Les enjeux institutionnels de la présidentielle 2018 préoccupent autant en dehors du Mali qu’au-dedans. Et c’est pour prévenir d’éventuel basculement vers des scenarii incontrôlables que la communauté internationale est à pied d’œuvre dans les concertations avec les différents acteurs concernés et impliqués dans le processus de renouvellement du mandat du finissant d’IBK. Y figurent, comme on s’en doute, les parties-prenantes de l’Accord pour la paix et la réconciliation nationale, un instrument dont la mise en œuvre risque de chevaucher avec le calendrier électoral et de constituer un vicieux facteur de blocage en cas d’intransigeance de protagonistes tatillons comme la CMA.

Mais après s’être illustrée par une rigueur inflexible sur les régionales couplées aux locales  – arguments  tirés notamment des lacunes du Code des Collectivités -, la Coordination des Mouvement de l’Azawad affiche apparemment plus de réceptivité face à la présidentielle. L’influence de la communauté internationale, en l’occurrence l’Union européenne et la Minusma, est visiblement passée par là même si la CMA pose une kyrielle de conditions pour s’abstenir de faire obstacle à la tenue du scrutin dans les zones contrôlées par le mouvement autonomiste. Quoique cette concession marque un pas de géant vers une levée partielle des barrières territoriales, il n’en demeure pas moins qu’elle soit soumise à des exigences préélectorales qui constituent chacune une gageure quant au respect des dates impératives sine qua non stabilité institutionnelle. La CMA, selon nos sources, n’a guère l’intention de transiger par exemple sur le respect du chronogramme d’application de l’accord arrêté de commun accord avec les parties, à la dernière réunion du Comité de Suivi de l’Accord consécutivement à la nomination du nouveau Premier ministre Soumeylou Boubeye Maiga. Il s’agit en l’occurrence de rendre opérationnels les MOC (Mécanisme Opérationnels de Coordination) de régions de Tombouctou et Kidal en les dotant de l’ensemble des moyens afférents aux missions qui leur sont assignées en vertu du processus d’Alger.
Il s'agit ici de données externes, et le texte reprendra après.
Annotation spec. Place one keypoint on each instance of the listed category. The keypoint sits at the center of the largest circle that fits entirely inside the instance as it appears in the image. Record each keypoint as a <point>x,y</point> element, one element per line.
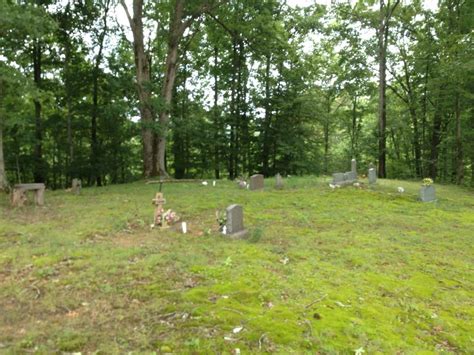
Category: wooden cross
<point>159,201</point>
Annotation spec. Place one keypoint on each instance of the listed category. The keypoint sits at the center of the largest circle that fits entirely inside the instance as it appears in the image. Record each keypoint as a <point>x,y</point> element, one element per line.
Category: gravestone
<point>372,176</point>
<point>256,182</point>
<point>279,182</point>
<point>19,194</point>
<point>159,201</point>
<point>76,186</point>
<point>242,184</point>
<point>235,222</point>
<point>338,178</point>
<point>354,169</point>
<point>427,194</point>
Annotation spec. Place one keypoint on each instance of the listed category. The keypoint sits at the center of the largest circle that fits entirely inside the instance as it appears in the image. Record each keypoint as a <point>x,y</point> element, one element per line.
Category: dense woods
<point>111,91</point>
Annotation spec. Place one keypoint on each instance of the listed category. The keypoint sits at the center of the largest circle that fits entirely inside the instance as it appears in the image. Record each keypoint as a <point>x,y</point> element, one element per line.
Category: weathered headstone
<point>278,182</point>
<point>234,227</point>
<point>338,178</point>
<point>256,182</point>
<point>427,194</point>
<point>372,176</point>
<point>76,186</point>
<point>19,194</point>
<point>159,201</point>
<point>354,168</point>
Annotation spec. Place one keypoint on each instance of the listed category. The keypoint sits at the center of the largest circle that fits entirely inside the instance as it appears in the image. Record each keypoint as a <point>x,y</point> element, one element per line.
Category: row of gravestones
<point>427,193</point>
<point>257,182</point>
<point>350,177</point>
<point>19,191</point>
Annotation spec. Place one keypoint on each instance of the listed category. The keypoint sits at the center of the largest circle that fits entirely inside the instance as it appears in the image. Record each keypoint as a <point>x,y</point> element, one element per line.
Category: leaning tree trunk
<point>142,66</point>
<point>459,148</point>
<point>217,124</point>
<point>167,96</point>
<point>3,175</point>
<point>38,172</point>
<point>382,36</point>
<point>96,173</point>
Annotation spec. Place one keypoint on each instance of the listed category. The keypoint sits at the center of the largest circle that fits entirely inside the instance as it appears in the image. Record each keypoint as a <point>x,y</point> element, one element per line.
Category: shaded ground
<point>323,270</point>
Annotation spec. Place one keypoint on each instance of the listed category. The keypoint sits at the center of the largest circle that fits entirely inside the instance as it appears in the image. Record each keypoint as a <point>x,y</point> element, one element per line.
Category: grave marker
<point>234,227</point>
<point>279,182</point>
<point>159,201</point>
<point>427,194</point>
<point>256,182</point>
<point>372,176</point>
<point>76,186</point>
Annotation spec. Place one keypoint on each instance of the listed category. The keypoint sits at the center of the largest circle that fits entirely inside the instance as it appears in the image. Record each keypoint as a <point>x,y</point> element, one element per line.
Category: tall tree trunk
<point>267,120</point>
<point>67,84</point>
<point>217,124</point>
<point>382,36</point>
<point>96,170</point>
<point>326,134</point>
<point>459,146</point>
<point>233,112</point>
<point>354,128</point>
<point>385,14</point>
<point>3,175</point>
<point>435,141</point>
<point>143,83</point>
<point>39,168</point>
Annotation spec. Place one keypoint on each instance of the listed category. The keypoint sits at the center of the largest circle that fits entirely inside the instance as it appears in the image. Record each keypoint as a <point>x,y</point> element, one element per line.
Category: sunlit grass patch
<point>322,270</point>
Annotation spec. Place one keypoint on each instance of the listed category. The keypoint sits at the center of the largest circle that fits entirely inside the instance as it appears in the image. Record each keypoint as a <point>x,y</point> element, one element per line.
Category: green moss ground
<point>323,270</point>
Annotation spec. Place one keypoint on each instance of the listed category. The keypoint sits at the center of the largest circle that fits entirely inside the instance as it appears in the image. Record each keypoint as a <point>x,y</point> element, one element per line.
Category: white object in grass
<point>237,330</point>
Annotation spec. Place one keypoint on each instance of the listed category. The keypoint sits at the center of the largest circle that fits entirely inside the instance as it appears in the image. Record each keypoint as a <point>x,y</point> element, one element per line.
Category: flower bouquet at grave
<point>166,219</point>
<point>221,220</point>
<point>170,217</point>
<point>427,182</point>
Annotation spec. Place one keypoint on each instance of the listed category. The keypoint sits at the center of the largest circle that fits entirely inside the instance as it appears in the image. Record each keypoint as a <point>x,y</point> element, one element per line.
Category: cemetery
<point>237,177</point>
<point>297,268</point>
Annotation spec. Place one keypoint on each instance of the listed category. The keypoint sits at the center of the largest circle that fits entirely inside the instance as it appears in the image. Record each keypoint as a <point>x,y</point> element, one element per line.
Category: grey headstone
<point>279,181</point>
<point>372,176</point>
<point>256,182</point>
<point>242,184</point>
<point>354,167</point>
<point>76,186</point>
<point>235,222</point>
<point>427,193</point>
<point>348,176</point>
<point>337,178</point>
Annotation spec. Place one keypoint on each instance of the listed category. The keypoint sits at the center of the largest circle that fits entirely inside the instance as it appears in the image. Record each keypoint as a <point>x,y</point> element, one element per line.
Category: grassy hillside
<point>322,270</point>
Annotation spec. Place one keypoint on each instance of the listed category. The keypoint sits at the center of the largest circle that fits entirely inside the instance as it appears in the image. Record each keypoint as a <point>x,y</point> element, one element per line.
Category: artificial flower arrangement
<point>167,218</point>
<point>221,219</point>
<point>427,182</point>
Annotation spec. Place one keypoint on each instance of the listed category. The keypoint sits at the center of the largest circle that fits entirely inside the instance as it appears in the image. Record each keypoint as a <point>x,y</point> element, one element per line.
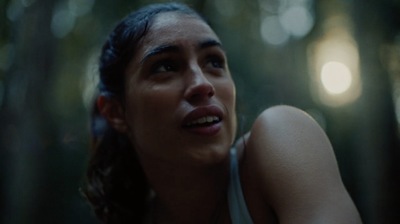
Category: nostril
<point>200,90</point>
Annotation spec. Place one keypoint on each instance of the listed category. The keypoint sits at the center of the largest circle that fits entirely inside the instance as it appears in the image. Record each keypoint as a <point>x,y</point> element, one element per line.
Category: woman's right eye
<point>164,66</point>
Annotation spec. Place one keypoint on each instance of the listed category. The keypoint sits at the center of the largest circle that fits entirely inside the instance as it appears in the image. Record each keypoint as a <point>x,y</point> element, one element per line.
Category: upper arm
<point>295,168</point>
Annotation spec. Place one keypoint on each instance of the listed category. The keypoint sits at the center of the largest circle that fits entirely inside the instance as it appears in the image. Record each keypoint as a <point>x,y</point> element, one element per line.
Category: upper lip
<point>212,111</point>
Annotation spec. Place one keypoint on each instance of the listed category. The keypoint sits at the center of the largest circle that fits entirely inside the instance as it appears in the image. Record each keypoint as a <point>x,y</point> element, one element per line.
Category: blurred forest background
<point>337,59</point>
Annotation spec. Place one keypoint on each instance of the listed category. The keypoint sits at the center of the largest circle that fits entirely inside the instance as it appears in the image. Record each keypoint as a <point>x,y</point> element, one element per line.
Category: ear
<point>112,110</point>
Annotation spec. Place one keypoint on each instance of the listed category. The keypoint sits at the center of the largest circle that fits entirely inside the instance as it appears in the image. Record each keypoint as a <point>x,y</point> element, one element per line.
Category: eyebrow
<point>167,48</point>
Idem pour les autorités intérimaires installées dabs les régions du Nord aux fins de suppléer les autorités locales à tous les niveaux des Collectivités territoriales. Dans la foulée de l’organisation de la présidentielle, la CMA réclame qu’elles soit dotées de toutes les ressources en adéquation avec la partition qui leur est dévolue en vertu de l’Accord et des clauses subsidiaires entre l’Etat et les mouvements.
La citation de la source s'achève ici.